Juan Villoro / Mapa alterno

AutorJuan Villoro

La Ciudad de México es caos que ni siquiera dominan los expertos en tráfico. Al abordar un taxi, el conductor solicita: "Usted me dice por dónde".

Edgar Anaya Rodríguez se ha dado a la tarea, en apariencia irrealizable, de crear un mapa personal del Distrito Federal y anexas. Ha recorrido la ciudad donde nació con las virtudes combinadas del explorador que no necesita brújula, el erudito que no escatima el dato exacto y el cronista capaz de ser fiel a sus pasiones.

Este ejercicio múltiple encuentra acomodo definitivo en el libro "Ciudad de México, Ciudad Desconocida". Estamos ante el mejor catálogo de lugares insólitos del laberinto donde nos tocó vivir.

Anaya Rodríguez registra los 100 sitios más peculiares de esta asamblea de ciudades. Hay, al menos, tres constantes en su búsqueda: la naturaleza, los pueblos típicos y las ruinas arqueológicas. La Ciudad de México no ha dejado de ser un vergel que florece en las encrucijadas de las avenidas y donde los halcones anidan entre cables de alta tensión. Tampoco ha dejado de ser la macrópolis que en su interior preserva vidas pueblerinas que en días de fiesta se hacen notar con la algarabía de sus cohetes. Conocemos las pirámides de Cuicuilco y la estación Pino Suárez del Metro, pero no las efigies dispersas de los dioses antiguos que Anaya Rodríguez selecciona para el visitante.

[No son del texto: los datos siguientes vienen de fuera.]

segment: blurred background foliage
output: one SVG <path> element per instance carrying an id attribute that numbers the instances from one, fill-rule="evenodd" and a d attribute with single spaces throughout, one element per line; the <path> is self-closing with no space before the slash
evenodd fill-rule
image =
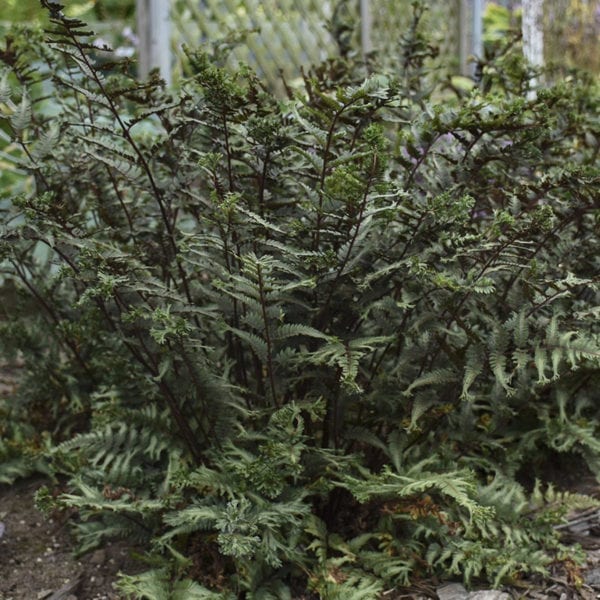
<path id="1" fill-rule="evenodd" d="M 172 0 L 175 74 L 185 72 L 181 45 L 217 42 L 235 47 L 231 66 L 248 62 L 270 82 L 299 75 L 307 67 L 339 54 L 359 53 L 360 16 L 357 0 Z M 70 0 L 69 16 L 92 23 L 102 42 L 133 54 L 136 39 L 135 0 Z M 405 7 L 403 5 L 406 5 Z M 444 63 L 458 47 L 458 1 L 429 2 L 430 32 Z M 600 0 L 545 0 L 545 55 L 564 73 L 582 68 L 600 73 Z M 386 67 L 393 68 L 398 31 L 407 26 L 410 0 L 373 0 L 373 44 Z M 44 18 L 38 0 L 4 0 L 0 34 L 15 23 Z M 520 2 L 487 2 L 484 15 L 486 53 L 520 31 Z"/>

¿Cómo usar un libro tan rico? "Ciudad de México, Ciudad Desconocida" sirve de guía turística, novela de lugares y crónica sentimental de un viaje. Se puede leer de un tirón o en episodios, al modo de una enciclopedia.

Un capítulo de vibrante actualidad se refiere al culto a la Santa Muerte. Con la sabrosa erudición que atraviesa el libro entero, Anaya Rodríguez recuerda altares coloniales donde aparecen calaveras. No se trata sólo de la deidad de los mafiosos, aunque su culto oficial haya sido prohibido. Significa, más bien, una devoción alterna, no sólo por rendir tributo a una calavera, sino por la forma en que circula en la ciudad. La Santa Muerte se ha apoderado de espacios urbanos que no tenían santuarios: las banquetas. Es, ante todo, una deidad a la intemperie, a tal grado que es honrada en altares portátiles que recorren las calles.

Otros capítulos dialogan entre sí. El cronista dedica un episodio a las selectas delicias del Mercado de San Juan, donde algún día ofrecerán costillas de unicornio, y otro al gran estómago de la ciudad, la Central de Abastos, bolsa de valores donde se calcula lo que importa un rábano.